1

I'm really struggling trying to figure out how to stop PHPUnit+Selenium from breaking once my tests try to move from one page to another. For example, I do something like this:

public function myTest()
{
    $this->clickOnElement('somelink');
    $this->assertEquals('content', $this->byId('newElement'));
}

When I try to run this, I get an error like this:

1) myTestClass::myTest
PHPUnit_Extensions_Selenium2TestCase_WebDriverException: Element not found in the cache
   - perhaps the page has changed since it was looked up
Command duration or timeout: 107 milliseconds

The problem only appears when moving between two pages, and the element you are looking for exists on both pages (like a heading or title.) There are actually two problems here, both of which are race conditions:

  1. clickOnElement() starts the next page loading, but before that happens byId() runs on the current page and finds the element. Then the browser finishes loading the new page, and assertContains() tries to get the value out of the element. But the new page has now loaded, and the element reference we have is from the previous page. Because that element no longer exists in the current DOM, you get the error about the stale element.

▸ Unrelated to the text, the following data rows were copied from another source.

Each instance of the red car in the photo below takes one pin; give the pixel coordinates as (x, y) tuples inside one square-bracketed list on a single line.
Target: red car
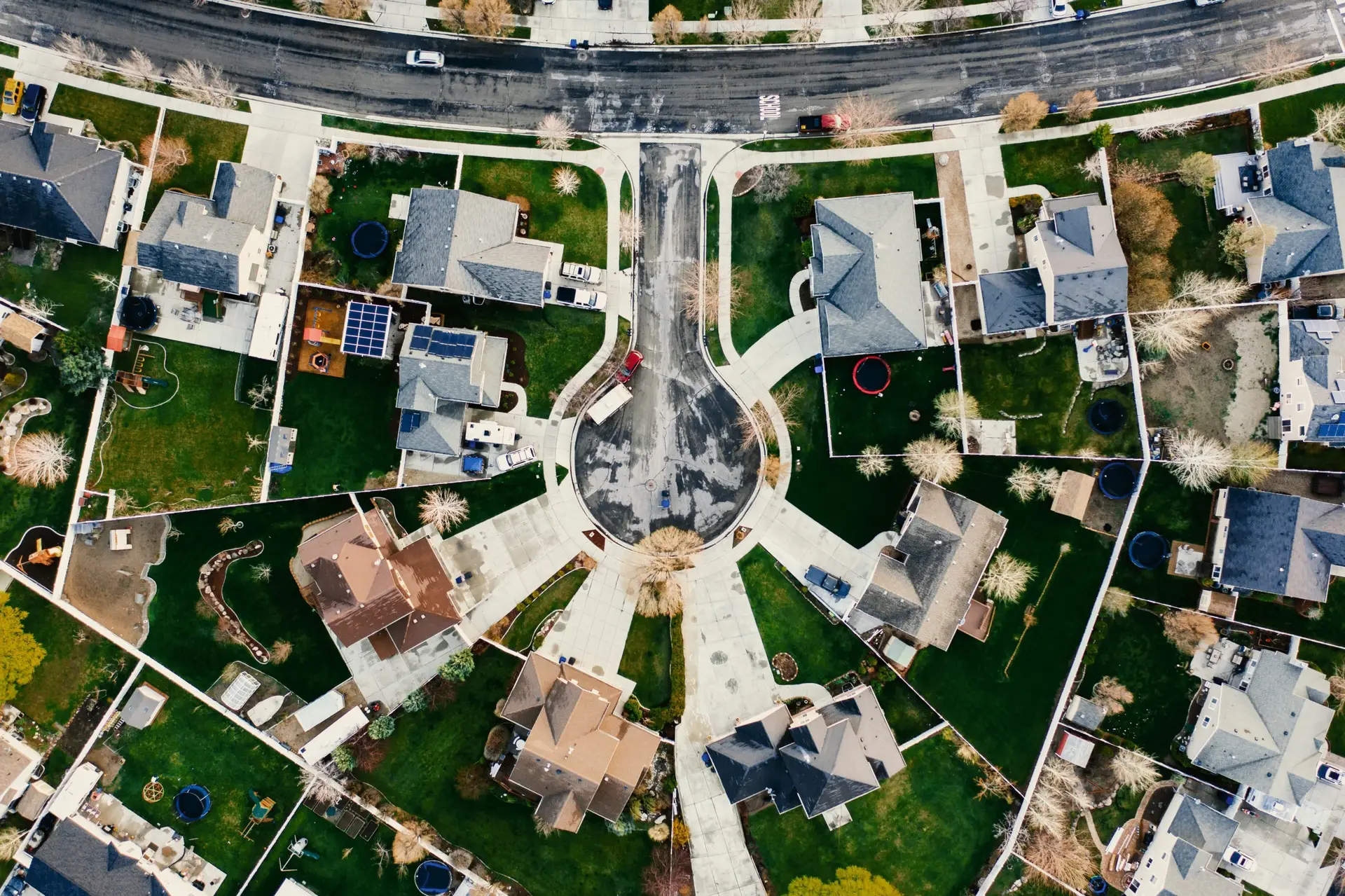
[(627, 371)]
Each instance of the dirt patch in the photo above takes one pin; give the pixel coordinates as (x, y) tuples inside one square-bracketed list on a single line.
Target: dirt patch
[(113, 586)]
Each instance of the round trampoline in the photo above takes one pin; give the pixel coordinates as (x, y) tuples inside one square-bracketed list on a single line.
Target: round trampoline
[(1147, 551), (369, 240), (191, 804), (139, 312), (1117, 479), (872, 374), (434, 878), (1106, 416)]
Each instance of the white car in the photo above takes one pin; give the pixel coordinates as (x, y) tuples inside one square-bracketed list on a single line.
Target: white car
[(588, 273), (425, 60), (516, 459)]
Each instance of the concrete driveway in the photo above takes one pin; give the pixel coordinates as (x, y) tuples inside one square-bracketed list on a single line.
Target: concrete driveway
[(680, 432)]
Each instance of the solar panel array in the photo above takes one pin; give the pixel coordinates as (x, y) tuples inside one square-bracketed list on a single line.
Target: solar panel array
[(441, 343), (366, 330)]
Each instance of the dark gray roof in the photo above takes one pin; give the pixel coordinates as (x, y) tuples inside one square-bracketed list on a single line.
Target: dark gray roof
[(1013, 299), (55, 184), (73, 862)]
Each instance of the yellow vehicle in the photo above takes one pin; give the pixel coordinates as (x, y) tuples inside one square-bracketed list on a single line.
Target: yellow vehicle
[(13, 96)]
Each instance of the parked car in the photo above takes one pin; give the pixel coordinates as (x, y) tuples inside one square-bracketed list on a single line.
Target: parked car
[(425, 58), (34, 97), (13, 97), (588, 273), (581, 298), (627, 371), (517, 457)]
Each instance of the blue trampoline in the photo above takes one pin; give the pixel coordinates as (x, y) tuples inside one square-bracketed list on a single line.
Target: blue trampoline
[(191, 804), (369, 240)]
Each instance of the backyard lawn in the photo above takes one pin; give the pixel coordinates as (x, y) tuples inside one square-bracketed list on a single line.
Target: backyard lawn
[(193, 744), (577, 222), (649, 659), (1049, 163), (557, 596), (770, 245), (210, 140), (115, 118), (22, 506), (1133, 650), (186, 444), (185, 640), (347, 428), (1177, 514), (419, 777), (860, 420), (365, 193), (1023, 378), (557, 340), (1001, 693), (791, 625), (925, 830)]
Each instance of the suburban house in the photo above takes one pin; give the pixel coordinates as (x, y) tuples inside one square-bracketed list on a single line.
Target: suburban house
[(925, 581), (579, 757), (865, 276), (1295, 188), (821, 759), (441, 371), (1263, 724), (469, 244), (62, 186), (1185, 853), (1277, 544), (217, 244), (1076, 270)]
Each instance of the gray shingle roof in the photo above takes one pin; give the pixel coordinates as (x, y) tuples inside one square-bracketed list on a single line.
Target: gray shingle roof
[(55, 184)]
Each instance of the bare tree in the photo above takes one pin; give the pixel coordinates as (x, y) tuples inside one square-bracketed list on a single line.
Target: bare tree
[(39, 459), (872, 463), (443, 509), (896, 19), (1080, 106), (668, 25), (808, 26), (565, 181)]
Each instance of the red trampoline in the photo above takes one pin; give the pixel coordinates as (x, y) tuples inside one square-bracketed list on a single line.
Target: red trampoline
[(872, 374)]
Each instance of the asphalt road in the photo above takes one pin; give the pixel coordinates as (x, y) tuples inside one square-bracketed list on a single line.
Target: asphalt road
[(680, 431), (708, 90)]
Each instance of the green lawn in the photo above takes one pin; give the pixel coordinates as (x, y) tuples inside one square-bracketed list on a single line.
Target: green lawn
[(791, 625), (362, 194), (1293, 116), (1005, 716), (832, 490), (193, 450), (1049, 163), (557, 340), (347, 428), (770, 248), (925, 830), (647, 659), (860, 420), (1133, 649), (20, 506), (212, 140), (1177, 514), (418, 777), (191, 744), (577, 222), (272, 611), (115, 118), (557, 596), (1044, 384)]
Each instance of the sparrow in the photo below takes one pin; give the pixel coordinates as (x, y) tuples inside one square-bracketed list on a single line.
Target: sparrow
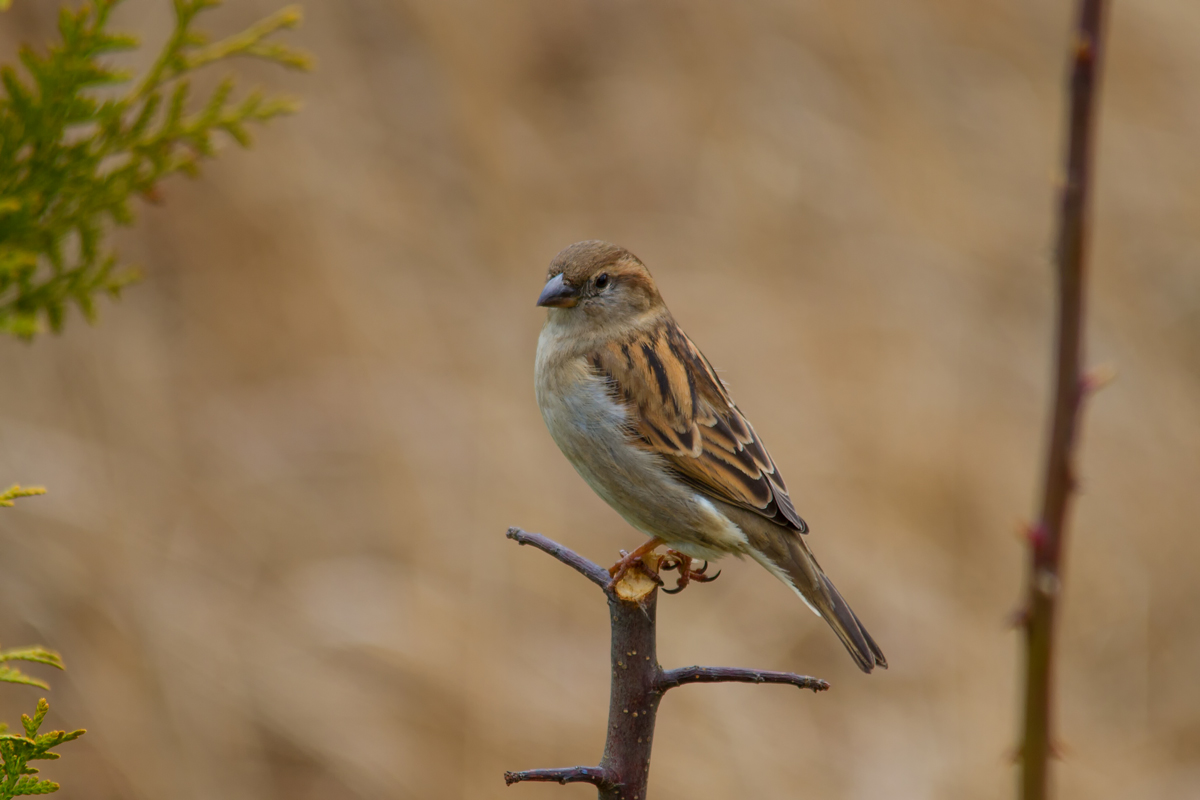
[(642, 416)]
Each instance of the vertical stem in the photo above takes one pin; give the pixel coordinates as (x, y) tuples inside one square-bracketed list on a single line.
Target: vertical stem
[(633, 701), (1047, 537)]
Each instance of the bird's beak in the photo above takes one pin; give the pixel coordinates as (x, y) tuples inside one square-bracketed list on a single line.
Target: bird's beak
[(557, 294)]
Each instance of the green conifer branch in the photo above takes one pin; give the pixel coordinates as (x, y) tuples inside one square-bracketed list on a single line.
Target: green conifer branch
[(71, 161), (17, 777)]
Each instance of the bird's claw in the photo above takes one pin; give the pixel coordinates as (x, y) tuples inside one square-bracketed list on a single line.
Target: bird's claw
[(677, 560)]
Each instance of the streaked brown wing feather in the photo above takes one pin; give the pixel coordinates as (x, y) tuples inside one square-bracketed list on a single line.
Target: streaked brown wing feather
[(684, 414)]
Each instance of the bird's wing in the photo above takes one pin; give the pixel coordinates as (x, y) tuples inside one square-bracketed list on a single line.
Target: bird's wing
[(679, 409)]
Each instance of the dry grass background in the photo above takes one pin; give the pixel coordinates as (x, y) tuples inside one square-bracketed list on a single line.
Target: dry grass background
[(282, 467)]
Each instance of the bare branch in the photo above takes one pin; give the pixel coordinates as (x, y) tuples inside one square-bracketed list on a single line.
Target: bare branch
[(639, 681), (672, 678), (589, 570), (1071, 385), (593, 775)]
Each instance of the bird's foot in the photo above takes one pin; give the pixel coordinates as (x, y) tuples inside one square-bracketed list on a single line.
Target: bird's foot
[(628, 560), (677, 560)]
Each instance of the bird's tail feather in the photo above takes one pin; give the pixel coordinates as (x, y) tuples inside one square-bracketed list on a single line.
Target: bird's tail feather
[(791, 560)]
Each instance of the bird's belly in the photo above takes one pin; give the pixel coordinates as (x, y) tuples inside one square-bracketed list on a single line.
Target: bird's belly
[(591, 428)]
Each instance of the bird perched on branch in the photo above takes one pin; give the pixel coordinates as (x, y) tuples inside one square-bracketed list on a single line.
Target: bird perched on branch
[(642, 416)]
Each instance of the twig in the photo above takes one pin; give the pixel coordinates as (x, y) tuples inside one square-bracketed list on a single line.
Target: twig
[(593, 775), (639, 683), (1071, 386), (672, 678)]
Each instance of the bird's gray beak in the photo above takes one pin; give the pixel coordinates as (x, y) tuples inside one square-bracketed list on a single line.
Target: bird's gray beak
[(557, 294)]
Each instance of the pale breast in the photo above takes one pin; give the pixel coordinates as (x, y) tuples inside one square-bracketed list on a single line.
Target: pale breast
[(589, 427)]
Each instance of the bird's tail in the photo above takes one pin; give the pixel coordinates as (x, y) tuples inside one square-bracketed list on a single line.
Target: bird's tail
[(789, 558)]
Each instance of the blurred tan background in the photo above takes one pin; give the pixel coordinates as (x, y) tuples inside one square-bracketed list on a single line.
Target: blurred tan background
[(281, 468)]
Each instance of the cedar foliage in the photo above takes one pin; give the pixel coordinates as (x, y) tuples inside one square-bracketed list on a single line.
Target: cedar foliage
[(79, 138), (71, 158)]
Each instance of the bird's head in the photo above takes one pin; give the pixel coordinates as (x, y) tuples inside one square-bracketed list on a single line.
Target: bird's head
[(599, 281)]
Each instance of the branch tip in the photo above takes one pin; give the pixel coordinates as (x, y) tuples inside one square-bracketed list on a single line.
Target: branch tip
[(563, 775)]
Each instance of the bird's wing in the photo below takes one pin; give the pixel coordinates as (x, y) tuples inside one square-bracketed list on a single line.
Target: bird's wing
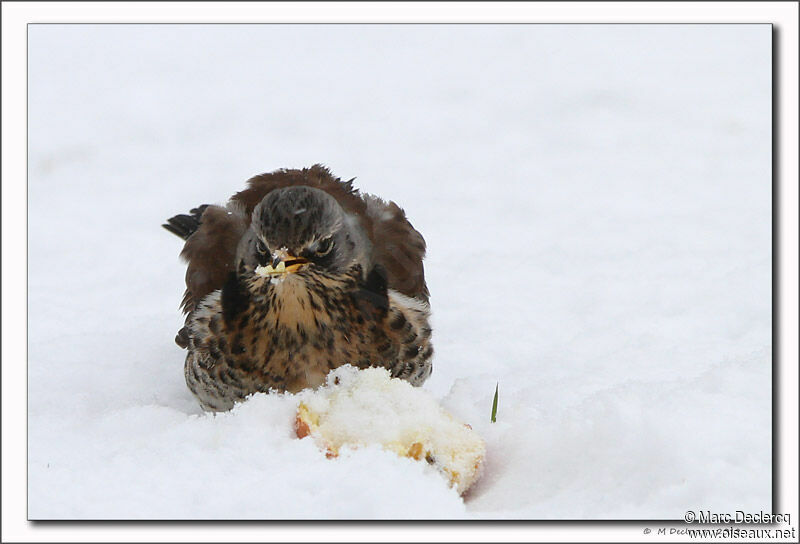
[(398, 247), (210, 252)]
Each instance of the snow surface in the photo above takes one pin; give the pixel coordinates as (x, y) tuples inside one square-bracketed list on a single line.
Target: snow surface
[(596, 202)]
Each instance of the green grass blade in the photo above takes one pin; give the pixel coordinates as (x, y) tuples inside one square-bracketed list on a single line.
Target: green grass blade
[(494, 403)]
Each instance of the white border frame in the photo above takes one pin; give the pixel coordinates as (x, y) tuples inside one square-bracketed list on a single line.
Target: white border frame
[(15, 17)]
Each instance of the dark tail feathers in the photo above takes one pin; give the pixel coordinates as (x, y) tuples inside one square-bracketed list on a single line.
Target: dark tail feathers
[(184, 225)]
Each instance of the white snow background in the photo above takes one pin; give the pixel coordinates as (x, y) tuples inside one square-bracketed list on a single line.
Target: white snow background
[(596, 202)]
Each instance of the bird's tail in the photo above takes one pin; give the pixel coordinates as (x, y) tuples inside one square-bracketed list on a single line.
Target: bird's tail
[(184, 225)]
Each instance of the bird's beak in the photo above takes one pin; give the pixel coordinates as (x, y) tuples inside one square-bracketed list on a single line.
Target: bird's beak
[(291, 263), (282, 263)]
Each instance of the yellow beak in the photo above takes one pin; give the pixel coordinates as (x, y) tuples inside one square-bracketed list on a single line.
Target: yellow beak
[(283, 263)]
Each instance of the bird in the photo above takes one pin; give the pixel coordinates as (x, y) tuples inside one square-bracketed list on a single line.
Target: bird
[(296, 275)]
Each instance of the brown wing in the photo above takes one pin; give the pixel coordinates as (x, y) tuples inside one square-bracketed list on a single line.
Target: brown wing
[(398, 246), (211, 249), (210, 252), (212, 234)]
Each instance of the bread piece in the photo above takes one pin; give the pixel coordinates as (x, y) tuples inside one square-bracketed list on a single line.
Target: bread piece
[(362, 407)]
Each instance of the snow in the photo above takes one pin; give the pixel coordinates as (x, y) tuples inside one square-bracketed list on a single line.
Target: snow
[(596, 202)]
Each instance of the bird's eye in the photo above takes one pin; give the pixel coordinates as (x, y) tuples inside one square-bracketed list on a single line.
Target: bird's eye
[(324, 247)]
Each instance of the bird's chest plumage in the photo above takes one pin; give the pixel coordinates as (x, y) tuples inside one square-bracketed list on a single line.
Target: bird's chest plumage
[(291, 333)]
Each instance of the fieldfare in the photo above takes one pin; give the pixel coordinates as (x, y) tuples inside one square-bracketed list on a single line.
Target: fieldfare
[(296, 275)]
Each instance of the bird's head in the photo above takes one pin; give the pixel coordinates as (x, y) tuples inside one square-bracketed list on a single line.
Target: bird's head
[(302, 228)]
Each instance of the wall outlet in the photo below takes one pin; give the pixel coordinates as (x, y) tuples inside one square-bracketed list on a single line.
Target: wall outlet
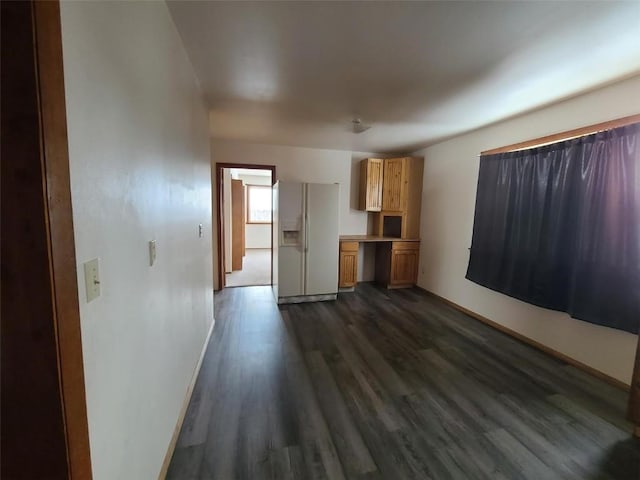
[(152, 252), (92, 279)]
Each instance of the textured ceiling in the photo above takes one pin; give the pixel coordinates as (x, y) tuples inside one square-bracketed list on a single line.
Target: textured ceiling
[(297, 73)]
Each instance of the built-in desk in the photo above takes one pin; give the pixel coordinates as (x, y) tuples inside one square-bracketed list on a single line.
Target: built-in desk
[(397, 260)]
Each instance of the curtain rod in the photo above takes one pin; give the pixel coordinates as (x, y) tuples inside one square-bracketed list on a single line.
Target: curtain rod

  2. clickOnElement() starts the next page loading, but before it has finished loading byId() runs on the new, but not fully loaded page. Because the page hasn't finished loading, you get an 'element not found' error.

Any ideas how to fix these two problems?

Malvineous
  • 25,144
  • 16
  • 116
  • 151
  • Can I ask an obvious question: are you sure 'somelink' is actually on the page? Your code sample looks like it *should work* in a normal scenario. – scipilot May 21 '14 at 12:52
  • Also try breaking down to what clickOnElement shortcuts: `$this->element($this->using('id')->value($id))->click();` but do it in stages and test the element exists first. – scipilot May 21 '14 at 12:53
  • It does exist on the page because some tests will fail the first few times but then succeed later, i.e. there's a race condition somewhere. But then tests like this fail all the time. Also if the element doesn't exist on the page I get an 'element not found' error instead of the one above, so I'm confident that's not the cause of the problem. – Malvineous May 21 '14 at 21:23
  • Is the element in the original page source provided by the backend by the time the body onload fires? Or is it being dynamically generated by JavaScript later? Or any other ansyc process such as Api callback? – scipilot May 22 '14 at 22:27
  • Re lack of documentation, See [this question and my article referenced](http://stackoverflow.com/questions/19106365/where-the-heck-is-any-selenium-2-documentation-for-phpunit) – scipilot May 22 '14 at 22:33
  • @scipilot: Thanks for the pointers. They helped a lot, and I have now narrowed down the exact problem - see the update to my question. – Malvineous May 23 '14 at 00:24

1 Answers1

2

Ok, I think I figured this one out. The second problem (looking for elements before the page has loaded) can be fixed by setting an implicitWait() value:

public function setUpPage()
{
    // If an element cannot be found because the page is still loading, keep
    // trying for 5000ms before failing
    $this->timeouts()->implicitWait(5000);
}

This only needs to be called once for each test, so putting it in setUpPage() is a good place. It will cause Selenium to keep looking for up to five seconds before complaining that it can't find a given element. Five seconds should be plenty of time for the page to finish loading and the element to become accessible.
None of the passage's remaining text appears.